The PriceShare project began in May 2014, when Eric Savage performed a basket price check across 6 stores in the Upper Highway area near Durban, South Africa. His motivation was to determine how much more expensive Woolworths were as a chain, given their status as a premium brand. The basket contained 24 common products, with a mixture of in-store products and known national brands.

The results were drafted into an Excel document showing the price differences, and the image was shared to an 8000-strong Facebook group of local residents. There was a considerable reaction to the post, with several hundred comments reflecting a range of views about the implications of the data.

Birth of an Idea

While coming to the end of the price capture, Eric Savage started to formulate a web concept on how the practice might be extended. While websites were already available to perform price comparisons, these relied on data that was available electronically. In other words, if a website listed products with prices, a "bot" could scan these pages automatically and store the data.

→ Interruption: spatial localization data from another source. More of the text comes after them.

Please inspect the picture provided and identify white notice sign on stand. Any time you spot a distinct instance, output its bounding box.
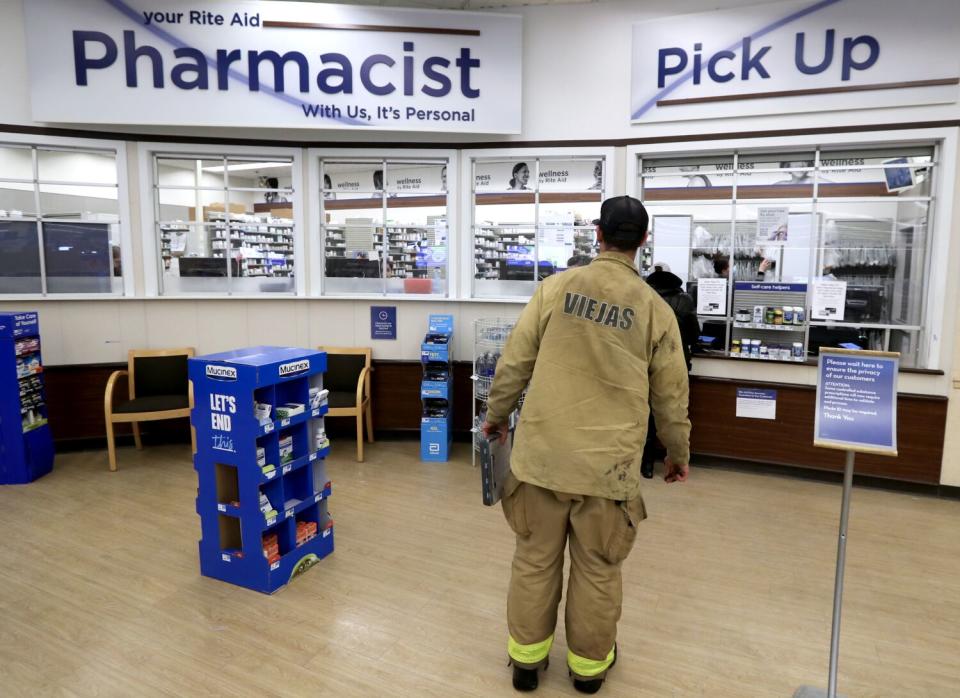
[696,277,728,316]
[812,280,848,321]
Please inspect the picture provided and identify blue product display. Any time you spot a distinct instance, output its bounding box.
[421,315,454,461]
[0,312,54,484]
[190,346,333,594]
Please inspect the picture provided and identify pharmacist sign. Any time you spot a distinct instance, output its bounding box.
[814,348,898,455]
[631,0,960,123]
[22,0,521,133]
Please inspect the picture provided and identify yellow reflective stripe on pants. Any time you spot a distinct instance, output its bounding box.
[508,634,553,666]
[567,646,615,678]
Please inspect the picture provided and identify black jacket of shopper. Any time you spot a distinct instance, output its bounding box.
[645,270,700,369]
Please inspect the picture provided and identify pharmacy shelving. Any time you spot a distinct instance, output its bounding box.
[159,222,190,269]
[0,312,54,484]
[729,282,810,362]
[190,346,332,594]
[732,322,806,332]
[207,212,295,278]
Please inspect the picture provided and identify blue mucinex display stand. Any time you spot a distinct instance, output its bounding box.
[421,315,453,461]
[190,346,333,594]
[0,312,54,484]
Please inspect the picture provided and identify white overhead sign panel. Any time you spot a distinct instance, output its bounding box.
[23,0,522,133]
[631,0,960,123]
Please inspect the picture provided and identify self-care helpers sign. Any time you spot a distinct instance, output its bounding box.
[23,0,522,133]
[631,0,960,123]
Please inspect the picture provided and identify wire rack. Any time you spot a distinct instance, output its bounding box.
[475,318,516,349]
[472,318,518,462]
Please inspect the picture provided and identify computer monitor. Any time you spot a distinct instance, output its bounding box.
[324,257,382,278]
[179,257,241,277]
[0,221,41,277]
[500,260,556,281]
[42,222,111,277]
[808,326,869,356]
[843,285,885,323]
[697,319,728,352]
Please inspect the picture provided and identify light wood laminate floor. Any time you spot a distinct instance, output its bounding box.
[1,441,959,697]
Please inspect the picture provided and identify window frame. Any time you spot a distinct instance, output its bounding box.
[626,128,958,373]
[460,146,617,301]
[307,147,459,299]
[138,142,305,298]
[0,132,132,299]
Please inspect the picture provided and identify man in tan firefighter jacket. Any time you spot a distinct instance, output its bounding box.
[482,195,691,694]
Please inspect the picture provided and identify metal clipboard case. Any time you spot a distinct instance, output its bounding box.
[479,432,512,506]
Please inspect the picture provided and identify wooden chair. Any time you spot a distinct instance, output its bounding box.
[319,347,374,462]
[104,348,195,471]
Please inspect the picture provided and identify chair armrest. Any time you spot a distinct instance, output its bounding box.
[356,366,372,405]
[104,370,129,416]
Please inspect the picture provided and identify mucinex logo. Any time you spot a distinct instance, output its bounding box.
[206,364,238,380]
[279,359,310,376]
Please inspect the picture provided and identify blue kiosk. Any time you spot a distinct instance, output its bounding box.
[0,312,54,484]
[421,314,454,461]
[190,346,333,594]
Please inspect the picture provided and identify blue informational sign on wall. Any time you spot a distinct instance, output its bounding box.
[814,349,899,455]
[371,306,397,340]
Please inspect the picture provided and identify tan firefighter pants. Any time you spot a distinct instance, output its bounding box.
[501,472,647,680]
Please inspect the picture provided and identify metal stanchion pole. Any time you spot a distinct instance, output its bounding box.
[827,450,855,697]
[793,450,854,698]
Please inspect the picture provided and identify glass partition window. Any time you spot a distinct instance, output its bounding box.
[471,156,605,298]
[320,158,449,296]
[638,145,938,368]
[154,154,296,295]
[0,143,121,295]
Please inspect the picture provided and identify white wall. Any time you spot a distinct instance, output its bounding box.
[933,133,960,487]
[0,298,521,366]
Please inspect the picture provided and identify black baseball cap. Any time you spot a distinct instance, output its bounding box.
[592,195,649,240]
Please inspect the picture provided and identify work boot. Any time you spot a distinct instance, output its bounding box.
[571,645,617,694]
[511,658,548,691]
[640,459,654,479]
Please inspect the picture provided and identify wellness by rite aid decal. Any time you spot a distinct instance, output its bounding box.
[23,0,522,133]
[631,0,960,123]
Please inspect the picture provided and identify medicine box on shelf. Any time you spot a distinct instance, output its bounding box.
[190,346,333,594]
[421,408,452,461]
[0,312,54,484]
[421,314,454,363]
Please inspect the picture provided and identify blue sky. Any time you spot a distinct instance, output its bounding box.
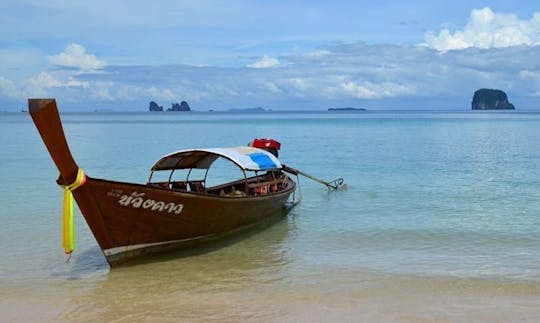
[1,1,540,110]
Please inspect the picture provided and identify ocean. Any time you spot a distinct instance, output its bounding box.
[1,109,539,322]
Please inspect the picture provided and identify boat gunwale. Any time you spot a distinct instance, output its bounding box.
[89,174,297,201]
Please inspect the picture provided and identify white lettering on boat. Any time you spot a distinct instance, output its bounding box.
[117,191,184,215]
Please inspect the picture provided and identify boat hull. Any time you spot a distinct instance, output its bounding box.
[74,177,296,266]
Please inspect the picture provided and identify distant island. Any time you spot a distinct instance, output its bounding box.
[471,89,515,110]
[227,107,270,112]
[328,107,366,111]
[148,101,191,112]
[169,101,191,111]
[148,101,163,111]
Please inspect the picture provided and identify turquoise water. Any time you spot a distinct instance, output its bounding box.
[1,110,539,321]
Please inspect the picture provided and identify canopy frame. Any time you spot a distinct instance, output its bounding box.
[147,147,280,193]
[150,147,282,172]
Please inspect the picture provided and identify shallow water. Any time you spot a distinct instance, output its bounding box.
[1,110,539,321]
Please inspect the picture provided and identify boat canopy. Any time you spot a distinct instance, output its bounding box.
[150,146,282,172]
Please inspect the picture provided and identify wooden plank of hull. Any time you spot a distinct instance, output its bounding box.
[74,177,296,266]
[103,207,291,265]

South African supermarkets, however, had no such public-facing data available on the web, so the process of capturing the data would need to be manual. Obviously this would be tedious as a one-at-a-time job. The key, Eric realised, was receipts. These could be scanned via image text recognition in order to speed up the process.

First Implementation

As a software developer, Eric had the skillset to implement a price-capture solution fairly quickly. The first version of the site was completed in the space of a few weeks.

Development of the site was done on the principle of "MVP" - minimum viable product. In other words, the least number of features were to be introduced in order to make the site usable. Other features would be introduced as demand arose.

The prime risk of MVP is that first impressions can make an indelible impression. Potential customers could visit the site for the first time, be unimpressed, and never come back. As such, a certain minimum number of features would be needed to at least make a lasting impression.